It's generally accepted that about 30% of proteins are metalloproteins, and metal ions in these proteins have several different roles. I will not go into that. For a long time, I have been really interested in one thing in particular: how do these metal ions find their ways to these proteins? Cells have several different metal ions, what really brings a particular metal ion to a particular metalloprotein? Metal ions at different oxidation states have different radii, but some of these are very similar to each other. How come one is swapped by another? What regulates all these? In fact, I should call myself lucky because I asked some of these questions to Harry B. Gray in person. But, reading the literature and really learning is such a different thing.

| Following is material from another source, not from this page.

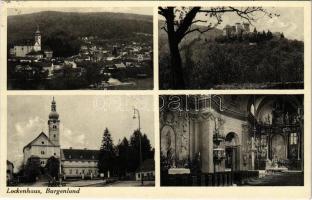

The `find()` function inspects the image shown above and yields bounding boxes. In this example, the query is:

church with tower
[23,97,99,179]
[10,26,53,59]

Well all the questions above and many more can be answered by this amazing book chapter. It's a perfect introductory text for people interested in metals in biology. Here is the abstract :
http://onlinelibrary.wiley.com/doi/10.1002/9781119951438.eibc0257.pub2/abstractCells synthesize biological metallocenters by use of several recurring themes, often with multiple themes combined into a single pathway. In the simplest situation, binding of a metal ion to a biological ligand occurs by reversible thermodynamic control; however, the prevalence of metallocenters deeply buried within macromolecules, the exceedingly low concentrations of free metal ions within cells, and the sophisticated structures of many metal-containing active sites and cofactors provide evidence that alternative and more complex approaches must also exist. In some cases, metal binding is accompanied by posttranslational modification of the target protein, either before or after the metal binds. Many metallocenters contain additional components that are added along with the metal ion. In other cases, metallochaperones are used to deliver the metal of interest to an apoprotein. Another alternative is to incorporate the metal into a protein subunit that subsequently swaps for an apoprotein subunit in the native protein. In addition, electron-transfer reactions may be coupled with metal assembly. Other proteins require a preassembled metal-containing cofactor rather than just the free metal ions. The cofactor may bind reversibly or be delivered by a chaperone, and scaffolding proteins may be used to provide a framework for construction of such a cofactor. Covalent attachment of the cofactor occurs in some cases. Finally, molecular chaperones that directly or indirectly alter the conformation of the target apoprotein may be utilized. In many cases, the function of the molecular chaperone is coupled to nucleotide triphosphate hydrolysis. Examples are provided for each of these metallocenter biosynthetic mechanisms.